9/2014

Aktorstwo szkoły krakowskiej

Pięćsetstronicowa książka wykładowczyni PWST w Krakowie Beaty Guczalskiej, Aktorstwo polskie. Generacje, poświęcona jest przemianom w tej sztuce, jakie dokonały się pomiędzy rokiem 1945 a 2013. Polegają one na przechodzeniu w aktorskiej grze od dominacji słowa do eksponowania ciała, i od przeobrażania się w postać – do występowania na scenie we własnym imieniu. Do jej napisania zainspirował zresztą autorkę Jerzy Jarocki, któremu poświeciła monografię wydaną piętnaście lat temu.

Obrazek ilustrujący tekst Aktorstwo szkoły krakowskiej

Tom otwiera szkic Geniusz pokolenia?, w którym Guczalska równolegle omawia wybrane epizody z drogi zawodowej Gustawa Holoubka i Tadeusza Łomnickiego jako dwóch najwybitniejszych przedstawicieli generacji wkraczającej do teatru zaraz po wojnie. Przy czym komentuje nie tylko najważniejsze role Holoubka i Łomnickiego, zarówno teatralne, jak i filmowe, ale także wizerunek publiczny obu aktorów. Wydobywa różnice w ich stylu gry i w podejściu do zawodu.

W Pasji w karbach ironii Guczalska próbuje opisać fenomen zespołu Starego Teatru w Krakowie przypominając dokonania czterech aktorów w inscenizacjach Andrzeja Wajdy, Konrada Swinarskiego i Jarockiego. Z dorobku Jana Nowickiego wybiera role Stawrogina w Biesach i Rogożyna w Nastazji Filipownej na kanwie Idioty Dostojewskiego oraz Wielkiego Księcia w Nocy listopadowej Wyspiańskiego. W portrecie Jerzego Treli przypomina Konrada w Dziadach Mickiewicza i Wyzwoleniu Wyspiańskiego oraz Ojca w Ślubie Gombrowicza. W przypadku Jerzego Radziwiłowicza analizuje Myszkina z Nastazji oraz Raskolnikowa ze Zbrodni i kary Dostojewskiego, Bartodzieja z Portretu Mrożka, a wreszcie Henryka ze Ślubu. W sylwetce Jerzego Stuhra najwięcej uwagi poświęca AA w Emigrantach Mrożka i Porfiremu w Zbrodni i karze.

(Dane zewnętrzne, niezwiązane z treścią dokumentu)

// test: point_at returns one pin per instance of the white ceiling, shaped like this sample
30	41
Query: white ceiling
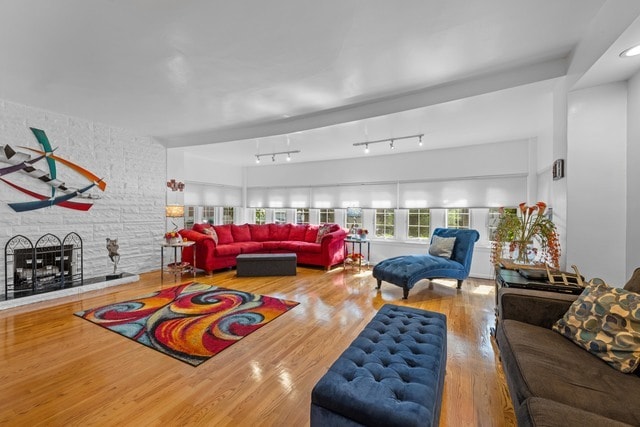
232	79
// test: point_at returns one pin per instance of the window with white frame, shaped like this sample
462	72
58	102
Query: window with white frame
458	218
302	216
354	218
280	216
227	215
189	216
385	223
492	220
418	224
327	216
260	216
209	214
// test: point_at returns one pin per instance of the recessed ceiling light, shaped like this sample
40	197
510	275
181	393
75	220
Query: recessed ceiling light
632	51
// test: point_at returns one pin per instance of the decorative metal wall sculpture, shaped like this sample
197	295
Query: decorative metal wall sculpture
23	162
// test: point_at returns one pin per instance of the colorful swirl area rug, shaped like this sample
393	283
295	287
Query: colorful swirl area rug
191	322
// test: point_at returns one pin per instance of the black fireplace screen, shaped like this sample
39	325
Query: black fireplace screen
48	265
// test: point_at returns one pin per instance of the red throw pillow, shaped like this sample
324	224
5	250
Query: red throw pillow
323	231
312	234
224	234
241	233
279	231
297	233
259	232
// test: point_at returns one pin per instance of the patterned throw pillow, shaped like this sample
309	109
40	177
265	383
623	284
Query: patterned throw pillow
442	246
606	322
211	233
323	231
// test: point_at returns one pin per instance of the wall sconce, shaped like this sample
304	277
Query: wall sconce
175	186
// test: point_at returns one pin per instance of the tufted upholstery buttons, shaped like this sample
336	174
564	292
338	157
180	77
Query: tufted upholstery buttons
391	374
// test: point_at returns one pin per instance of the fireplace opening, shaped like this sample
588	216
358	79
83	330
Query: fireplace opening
49	265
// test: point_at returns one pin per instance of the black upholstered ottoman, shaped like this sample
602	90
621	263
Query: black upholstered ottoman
392	374
253	265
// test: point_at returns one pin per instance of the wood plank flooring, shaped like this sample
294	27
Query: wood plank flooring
59	370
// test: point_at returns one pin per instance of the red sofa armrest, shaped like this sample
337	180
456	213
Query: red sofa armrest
332	247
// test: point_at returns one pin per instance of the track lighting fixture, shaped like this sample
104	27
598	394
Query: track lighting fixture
273	155
391	142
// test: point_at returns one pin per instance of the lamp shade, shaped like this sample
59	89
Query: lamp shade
174	211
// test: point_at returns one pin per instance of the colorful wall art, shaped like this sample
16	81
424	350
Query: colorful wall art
61	195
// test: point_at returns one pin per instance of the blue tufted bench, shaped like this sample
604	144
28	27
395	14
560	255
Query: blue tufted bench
392	374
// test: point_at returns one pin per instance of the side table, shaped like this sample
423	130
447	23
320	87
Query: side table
177	268
361	259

Studium We władzy Utopii stara się uchwycić szczególny charakter procesu tworzenia postaci i grania w spektaklach Krystiana Lupy począwszy od jeleniogórskich Pragmatystów Witkacego, poprzez Marzycieli Musila, Kalkwerk, Rodzeństwo i Wymazywanie Bernharda, do Factory 2. Guczalska komentuje role Andrzeja Hudziaka (Konrad w Kalkwerku), Alicji Bienicewicz, Agnieszki Mandat, Piotra Skiby, Małgorzaty Hajewskiej-Krzysztofik, Mai Komorowskiej (Maria w Wymazywaniu) i Adama Nawojczyka (Ondine w Factory).

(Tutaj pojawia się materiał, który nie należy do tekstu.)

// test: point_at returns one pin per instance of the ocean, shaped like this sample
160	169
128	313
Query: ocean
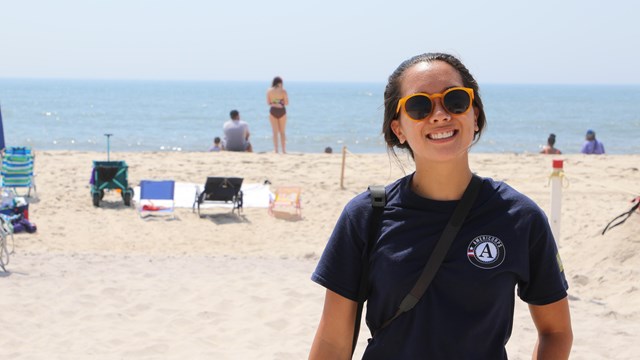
186	116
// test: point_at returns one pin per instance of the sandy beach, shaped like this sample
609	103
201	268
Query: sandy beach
101	283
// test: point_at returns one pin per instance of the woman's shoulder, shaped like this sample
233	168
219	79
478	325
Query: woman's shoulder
500	192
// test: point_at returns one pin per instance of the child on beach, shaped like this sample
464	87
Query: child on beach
433	111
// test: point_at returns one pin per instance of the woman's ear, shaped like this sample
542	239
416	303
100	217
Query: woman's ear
397	129
476	113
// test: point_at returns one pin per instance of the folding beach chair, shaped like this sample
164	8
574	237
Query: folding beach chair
17	170
110	175
156	198
220	190
286	199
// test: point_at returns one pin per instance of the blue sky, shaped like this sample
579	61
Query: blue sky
501	41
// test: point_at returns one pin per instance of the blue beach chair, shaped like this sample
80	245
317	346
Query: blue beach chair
17	169
156	198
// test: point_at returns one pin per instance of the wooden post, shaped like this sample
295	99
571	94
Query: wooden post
556	198
344	157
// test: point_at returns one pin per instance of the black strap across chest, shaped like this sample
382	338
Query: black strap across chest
378	200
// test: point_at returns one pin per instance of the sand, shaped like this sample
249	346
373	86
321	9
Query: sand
101	283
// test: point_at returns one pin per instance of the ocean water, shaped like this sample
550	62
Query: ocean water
186	116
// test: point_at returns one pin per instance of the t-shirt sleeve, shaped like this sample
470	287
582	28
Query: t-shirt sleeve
339	267
546	282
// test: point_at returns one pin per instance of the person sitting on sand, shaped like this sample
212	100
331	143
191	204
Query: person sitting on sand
217	144
236	133
591	145
549	149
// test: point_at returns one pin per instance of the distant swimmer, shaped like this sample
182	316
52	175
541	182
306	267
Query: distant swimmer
277	99
549	149
236	133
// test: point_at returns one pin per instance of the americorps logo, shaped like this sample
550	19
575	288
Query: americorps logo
486	251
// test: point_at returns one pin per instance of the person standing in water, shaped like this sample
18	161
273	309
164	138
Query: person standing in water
277	99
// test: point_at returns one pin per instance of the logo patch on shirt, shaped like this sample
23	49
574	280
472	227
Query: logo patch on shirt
486	252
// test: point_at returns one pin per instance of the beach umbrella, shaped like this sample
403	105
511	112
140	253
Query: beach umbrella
1	131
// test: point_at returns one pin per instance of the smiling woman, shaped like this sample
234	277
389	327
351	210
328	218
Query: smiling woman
481	237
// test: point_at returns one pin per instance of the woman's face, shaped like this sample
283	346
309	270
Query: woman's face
441	136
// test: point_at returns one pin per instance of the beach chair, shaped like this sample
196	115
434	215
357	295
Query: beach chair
17	171
156	198
286	199
110	175
220	190
18	150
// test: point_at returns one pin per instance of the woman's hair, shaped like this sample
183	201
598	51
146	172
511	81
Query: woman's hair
276	81
392	95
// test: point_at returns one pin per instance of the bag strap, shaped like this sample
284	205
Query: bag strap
441	249
624	216
378	200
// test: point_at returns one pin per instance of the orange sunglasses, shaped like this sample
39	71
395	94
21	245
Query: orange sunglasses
419	106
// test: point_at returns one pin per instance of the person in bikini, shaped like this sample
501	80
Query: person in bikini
277	99
549	148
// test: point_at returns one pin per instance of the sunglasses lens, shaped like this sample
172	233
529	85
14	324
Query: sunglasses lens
457	101
418	107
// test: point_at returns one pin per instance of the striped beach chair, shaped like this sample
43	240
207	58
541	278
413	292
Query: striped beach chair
17	170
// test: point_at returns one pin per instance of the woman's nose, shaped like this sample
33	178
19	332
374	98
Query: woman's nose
439	112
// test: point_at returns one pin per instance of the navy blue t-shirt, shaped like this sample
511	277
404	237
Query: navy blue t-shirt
467	311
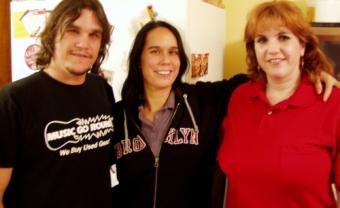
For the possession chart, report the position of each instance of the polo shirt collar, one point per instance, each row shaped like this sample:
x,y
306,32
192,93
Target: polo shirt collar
x,y
304,96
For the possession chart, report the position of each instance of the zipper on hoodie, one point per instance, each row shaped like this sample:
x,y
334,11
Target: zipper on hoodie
x,y
156,165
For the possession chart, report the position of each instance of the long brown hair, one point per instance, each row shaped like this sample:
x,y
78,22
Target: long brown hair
x,y
66,12
289,15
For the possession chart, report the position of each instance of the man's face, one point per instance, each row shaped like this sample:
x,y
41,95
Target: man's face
x,y
76,50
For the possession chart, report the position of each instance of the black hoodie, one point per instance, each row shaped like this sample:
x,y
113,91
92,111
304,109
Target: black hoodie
x,y
186,174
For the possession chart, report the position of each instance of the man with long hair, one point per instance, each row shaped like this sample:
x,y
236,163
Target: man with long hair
x,y
56,124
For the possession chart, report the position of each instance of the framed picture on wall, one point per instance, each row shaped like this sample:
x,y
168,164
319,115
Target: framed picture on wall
x,y
329,37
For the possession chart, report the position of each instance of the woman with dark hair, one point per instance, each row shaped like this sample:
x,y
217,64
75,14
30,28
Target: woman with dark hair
x,y
167,132
281,142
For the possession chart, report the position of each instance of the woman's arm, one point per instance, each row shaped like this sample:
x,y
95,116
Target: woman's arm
x,y
329,81
5,176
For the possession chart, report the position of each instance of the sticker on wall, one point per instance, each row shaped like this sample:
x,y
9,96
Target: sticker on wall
x,y
30,53
199,64
218,3
29,23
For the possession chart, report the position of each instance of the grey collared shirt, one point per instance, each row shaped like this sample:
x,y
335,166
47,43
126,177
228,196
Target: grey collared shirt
x,y
156,130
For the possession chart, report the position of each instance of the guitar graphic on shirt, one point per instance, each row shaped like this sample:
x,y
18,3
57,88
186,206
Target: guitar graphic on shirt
x,y
59,133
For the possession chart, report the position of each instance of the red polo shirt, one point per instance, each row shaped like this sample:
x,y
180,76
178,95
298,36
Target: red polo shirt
x,y
283,155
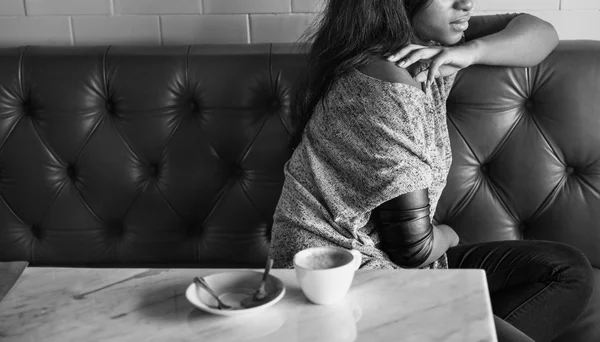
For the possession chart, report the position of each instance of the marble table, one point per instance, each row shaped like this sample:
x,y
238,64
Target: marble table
x,y
67,304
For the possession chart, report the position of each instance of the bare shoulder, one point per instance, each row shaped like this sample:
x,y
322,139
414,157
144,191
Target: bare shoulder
x,y
388,72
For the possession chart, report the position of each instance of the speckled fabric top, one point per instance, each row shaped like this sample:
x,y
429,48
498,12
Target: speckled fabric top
x,y
372,141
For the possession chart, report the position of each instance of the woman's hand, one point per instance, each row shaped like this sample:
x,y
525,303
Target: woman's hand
x,y
450,235
439,60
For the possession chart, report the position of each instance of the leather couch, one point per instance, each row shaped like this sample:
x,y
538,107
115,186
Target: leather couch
x,y
173,156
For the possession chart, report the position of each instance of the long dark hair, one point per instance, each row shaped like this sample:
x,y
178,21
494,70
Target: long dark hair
x,y
349,34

Aktorstwo pokolenia Rozmaitości charakteryzuje Guczalska w Ciele wydanym na sąd poprzez role Magdaleny Cieleckiej, Jacka Poniedziałka, Danuty Stenki, Hajewskiej-Krzysztofik i Stanisławy Celińskiej: w Iwonie Gombrowicza w reżyserii Grzegorza Jarzyny oraz Poskromieniu złośnicy Shakespeare’a i Oczyszczonych Kane w inscenizacjach Krzysztofa Warlikowskiego. Książkę zamykają Cząstki elementarne pomyślane jako zbiorowy portret aktorów „nowego wieku”, czyli najmłodszych, zwłaszcza Krzysztofa Zarzeckiego, Sandry Korzeniak i Barbary Wysockiej. Niczym Piłat w Credo pojawia się w tym gronie Krzysztof Globisz jako odtwórca Chmielnickiego i Kmicica w Trylogii Sienkiewicza zrealizowanej przez Jana Klatę. Ponadto w środku tomu znajduje się Dygresja o metodzie zawierająca ogólne rozważania o sztuce aktorskiej i trudnościach z jej opisywaniem, chociaż powinna ona być umieszczona na początku albo na końcu.

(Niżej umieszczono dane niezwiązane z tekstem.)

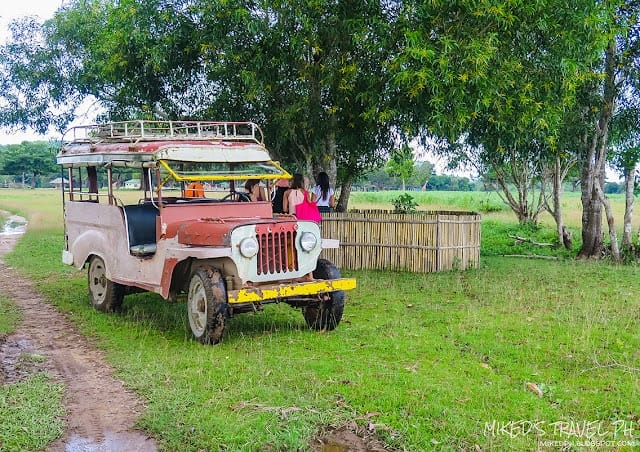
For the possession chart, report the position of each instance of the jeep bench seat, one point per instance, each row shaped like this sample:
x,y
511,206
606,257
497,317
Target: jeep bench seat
x,y
141,228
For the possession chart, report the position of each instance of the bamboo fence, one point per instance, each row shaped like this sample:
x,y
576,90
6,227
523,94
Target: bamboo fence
x,y
422,242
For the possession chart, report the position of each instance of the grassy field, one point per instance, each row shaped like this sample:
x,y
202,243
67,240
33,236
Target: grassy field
x,y
514,355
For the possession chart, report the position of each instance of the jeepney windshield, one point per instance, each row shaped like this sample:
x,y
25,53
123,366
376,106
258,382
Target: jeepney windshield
x,y
220,171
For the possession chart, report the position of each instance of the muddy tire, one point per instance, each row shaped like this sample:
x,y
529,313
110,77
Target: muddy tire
x,y
106,296
207,305
326,314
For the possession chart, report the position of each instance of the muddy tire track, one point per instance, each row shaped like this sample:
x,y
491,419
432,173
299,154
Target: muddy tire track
x,y
101,412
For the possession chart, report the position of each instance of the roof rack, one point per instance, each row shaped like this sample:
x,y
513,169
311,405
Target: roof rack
x,y
143,130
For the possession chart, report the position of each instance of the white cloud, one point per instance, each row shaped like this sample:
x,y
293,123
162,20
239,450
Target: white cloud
x,y
11,10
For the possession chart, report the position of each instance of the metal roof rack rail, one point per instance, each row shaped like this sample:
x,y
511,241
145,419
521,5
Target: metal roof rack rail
x,y
143,130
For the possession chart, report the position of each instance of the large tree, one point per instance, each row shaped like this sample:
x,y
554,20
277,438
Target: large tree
x,y
619,70
494,80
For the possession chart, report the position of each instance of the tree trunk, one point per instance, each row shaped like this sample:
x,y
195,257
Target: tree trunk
x,y
593,168
345,192
557,204
613,235
627,234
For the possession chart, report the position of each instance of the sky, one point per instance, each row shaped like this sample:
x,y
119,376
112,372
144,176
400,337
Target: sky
x,y
14,9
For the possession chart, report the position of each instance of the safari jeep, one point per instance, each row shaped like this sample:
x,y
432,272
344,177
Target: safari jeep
x,y
190,229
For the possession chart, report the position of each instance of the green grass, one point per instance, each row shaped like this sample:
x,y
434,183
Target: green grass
x,y
427,360
30,414
10,315
31,410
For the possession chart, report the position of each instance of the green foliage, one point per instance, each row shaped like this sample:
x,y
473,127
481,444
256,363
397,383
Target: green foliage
x,y
401,164
404,204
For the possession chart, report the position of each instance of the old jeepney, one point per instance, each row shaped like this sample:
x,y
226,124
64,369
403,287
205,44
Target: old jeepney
x,y
190,230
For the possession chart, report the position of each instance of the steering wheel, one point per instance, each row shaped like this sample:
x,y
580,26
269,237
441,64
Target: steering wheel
x,y
237,196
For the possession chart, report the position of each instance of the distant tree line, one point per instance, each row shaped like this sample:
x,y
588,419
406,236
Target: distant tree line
x,y
528,91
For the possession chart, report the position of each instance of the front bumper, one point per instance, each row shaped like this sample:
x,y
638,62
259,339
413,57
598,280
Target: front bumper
x,y
302,289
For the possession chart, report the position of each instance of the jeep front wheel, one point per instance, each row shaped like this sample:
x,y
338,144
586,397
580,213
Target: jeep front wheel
x,y
207,305
327,313
106,296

Łatwo zauważyć, że w książce przywołani są właściwie wyłącznie aktorzy wywodzący się z krakowskich szkół z wyjątkiem Celińskiej i Radziwiłowicza, absolwentów PWST w Warszawie, Skiby kształcącego się w Łodzi i Stenki, która ukończyła studium w Gdańsku; przy czym Radziwiłowicz i Skiba przez szereg lat byli aktorami Starego Teatru. Trudno zaprzeczyć, że spektakle powstające na tej scenie wywierały potężny wpływ na polski teatr od 1963 roku, a zwłaszcza po 1970. Wzmacniały go jeszcze przeprowadzki aktorów Starego do Warszawy. Guczalska słusznie zaznacza, że bez Treli, Radziwiłowicza, Globisza i Doroty Segdy Jerzy Grzegorzewski nie byłby w stanie uruchomić Teatru Narodowego (1997). A równocześnie grupa początkujących aktorów ze Starego: Cielecka, Poniedziałek, Maja Ostaszewska czy Marek Kalita, stworzyła trzon zespołu Rozmaitości. Guczalska przywołuje w tym kontekście pojęcie szkoły krakowskiej odnoszące się do stylu gry wypracowanego na scenie przy placu Szczepańskim w czasach Stanisława Koźmiana w opozycji do dominującego w Warszawskich Teatrach Rządowych w epoce gwiazd. Ale zasadne wydaje się też porównanie do okresu modernizmu. Bowiem w latach 1893-1912 Miejski przy placu św. Ducha stał się najważniejszą rodzimą sceną, po czym tuż przed Wielką Wojną najwybitniejsi aktorzy gremialnie przenieśli się do Warszawy i nadawali w Dwudziestoleciu ton polskiemu teatrowi.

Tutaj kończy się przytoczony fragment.